Resumen: el Universo, desde que se puso a funcionar, lo hizo a partir de dos impulsos fundamentales: acción y reacción, movimiento e inercia. De ahí nacieron a su vez la tormenta y la calma, la pleamar y la bajamar, Sodoma y el Diluvio, el pecado y el arrepentimiento… y, llegado el caso, el nomadismo y el sedentarismo. Dado que resulta demasiado difícil mantener funcionando a la vez esos dos impulsos contradictorios, los hombres nos sesgamos alternativamente hacia uno de los dos polos. Hoy nos estamos pasando cuatro pueblos con nuestro impulso nómada. Y está claro que toca ya echar el freno y que empiece a asomar el sesgo contrario.
 
 
     El ser humano está constituido sobre la base de dos impulsos fundamentales y contrapuestos: el que lo empuja hacia el cambio y el que lo hace hacia la permanencia, prolongando así los impulsos que también caracterizan al universo en general, el movimiento y la inercia, la acción y la reacción. Probablemente, el nomadismo y el sedentarismo no son sino capas concéntricas que respectivamente se levantaron en los modos de vida a partir de esos impulsos primigenios.

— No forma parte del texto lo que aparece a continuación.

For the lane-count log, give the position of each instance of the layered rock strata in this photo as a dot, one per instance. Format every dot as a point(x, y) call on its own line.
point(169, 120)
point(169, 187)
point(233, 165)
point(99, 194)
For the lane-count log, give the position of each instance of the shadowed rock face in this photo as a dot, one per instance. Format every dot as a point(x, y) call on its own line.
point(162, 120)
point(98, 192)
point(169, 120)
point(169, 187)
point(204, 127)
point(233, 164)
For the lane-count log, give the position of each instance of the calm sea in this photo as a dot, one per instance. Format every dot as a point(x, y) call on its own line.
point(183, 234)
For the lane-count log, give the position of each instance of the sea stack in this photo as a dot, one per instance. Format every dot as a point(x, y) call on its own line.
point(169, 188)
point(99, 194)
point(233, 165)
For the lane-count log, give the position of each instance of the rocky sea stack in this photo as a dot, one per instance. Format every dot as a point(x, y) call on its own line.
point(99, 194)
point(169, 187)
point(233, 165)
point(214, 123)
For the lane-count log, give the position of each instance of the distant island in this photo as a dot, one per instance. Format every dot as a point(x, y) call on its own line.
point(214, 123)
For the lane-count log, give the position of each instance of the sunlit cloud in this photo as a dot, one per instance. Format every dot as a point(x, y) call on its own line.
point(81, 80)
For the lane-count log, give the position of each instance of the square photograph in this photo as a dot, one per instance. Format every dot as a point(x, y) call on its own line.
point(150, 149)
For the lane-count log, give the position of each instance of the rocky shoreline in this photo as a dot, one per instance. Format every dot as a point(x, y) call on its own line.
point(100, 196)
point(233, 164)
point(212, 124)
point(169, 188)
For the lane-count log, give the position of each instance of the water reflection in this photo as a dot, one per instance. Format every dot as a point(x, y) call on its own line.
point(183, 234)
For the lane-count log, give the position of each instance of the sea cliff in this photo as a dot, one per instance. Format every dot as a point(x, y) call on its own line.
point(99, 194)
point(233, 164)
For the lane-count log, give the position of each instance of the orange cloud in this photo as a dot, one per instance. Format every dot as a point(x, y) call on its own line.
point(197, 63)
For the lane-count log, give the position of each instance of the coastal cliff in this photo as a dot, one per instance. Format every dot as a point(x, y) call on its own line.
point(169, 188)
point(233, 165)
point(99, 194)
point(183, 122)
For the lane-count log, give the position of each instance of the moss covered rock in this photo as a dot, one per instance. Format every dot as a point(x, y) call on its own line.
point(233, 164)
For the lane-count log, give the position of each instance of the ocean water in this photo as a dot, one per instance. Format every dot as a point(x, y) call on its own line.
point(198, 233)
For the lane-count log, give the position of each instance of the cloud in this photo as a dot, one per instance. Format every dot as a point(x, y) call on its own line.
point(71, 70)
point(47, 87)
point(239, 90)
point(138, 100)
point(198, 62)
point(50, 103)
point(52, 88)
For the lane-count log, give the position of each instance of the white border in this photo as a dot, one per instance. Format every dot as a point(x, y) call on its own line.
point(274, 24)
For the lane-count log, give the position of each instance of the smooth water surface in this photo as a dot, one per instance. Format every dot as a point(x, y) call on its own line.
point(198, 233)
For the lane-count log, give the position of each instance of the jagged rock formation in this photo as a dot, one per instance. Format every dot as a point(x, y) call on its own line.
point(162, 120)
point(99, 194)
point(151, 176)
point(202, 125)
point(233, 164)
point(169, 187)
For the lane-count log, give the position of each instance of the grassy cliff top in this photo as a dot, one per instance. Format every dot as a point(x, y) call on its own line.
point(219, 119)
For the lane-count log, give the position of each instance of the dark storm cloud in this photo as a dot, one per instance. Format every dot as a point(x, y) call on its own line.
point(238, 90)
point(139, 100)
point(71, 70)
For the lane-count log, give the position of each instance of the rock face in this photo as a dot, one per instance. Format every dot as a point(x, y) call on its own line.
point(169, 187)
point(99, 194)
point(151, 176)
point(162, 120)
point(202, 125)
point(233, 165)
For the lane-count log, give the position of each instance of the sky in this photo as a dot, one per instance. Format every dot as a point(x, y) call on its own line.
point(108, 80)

El primitivo cazador-recolector, mientras iba de un lado para otro persiguiendo a las movedizas manadas de animales, o al compás de las estaciones en busca de los frutos que le ofrecía la naturaleza, estaba sesgando su forma de ser hacia su vertiente nómada y dejando en la sombra las funciones vitales que le reclamaba la parte suya que ansiaba permanecer. Y cuando los hombres decidieron asentarse, vivir al lado de los campos sembrados y junto a sus animales domesticados, lo que dejó en la orilla fue la vertiente de su ser que más reconciliada estaba con su tendencia a ir de acá para allá.  
 
     Cuando el hombre se puso a pensar, las filosofías que fueron apareciendo vinieron también a levantarse como racionalización de esos dos impulsos primigenios: del miedo o rechazo a los cambios surgieron filosofías como la de Parménides, que negaba que existieran, o la de Platón, que pensaba que tras este mundo de apariencias que nos muestran los sentidos, estaba el mundo verdadero, el de las ideas eternas, al que se accede a través de la mente y el recuerdo. El “todo fluye” de Heráclito, mientras tanto, podría servir de expresión para esa otra vertiente del pensamiento que viene a dar razón de nuestra parte nómada. También la filosofía de Demócrito, para quien lo único que permanece son los átomos, y a partir de ellos todo es cambio. O los cínicos y los sofistas, para quienes no había más realidad que la individual y el hombre, el individuo, era la medida de todas las cosas; por tanto, todas las cosas variaban en función de cada hombre. Y cuando la escolástica medieval vino a dar razón de nuestra paradoja constitutiva, se escindió entre el nominalismo, que, representando al nomadismo intelectual, defendió la idea de que solo existen los individuos, y el realismo, que, al modo platónico, sostenía que hay realidades universales permanentes por encima de las individualidades.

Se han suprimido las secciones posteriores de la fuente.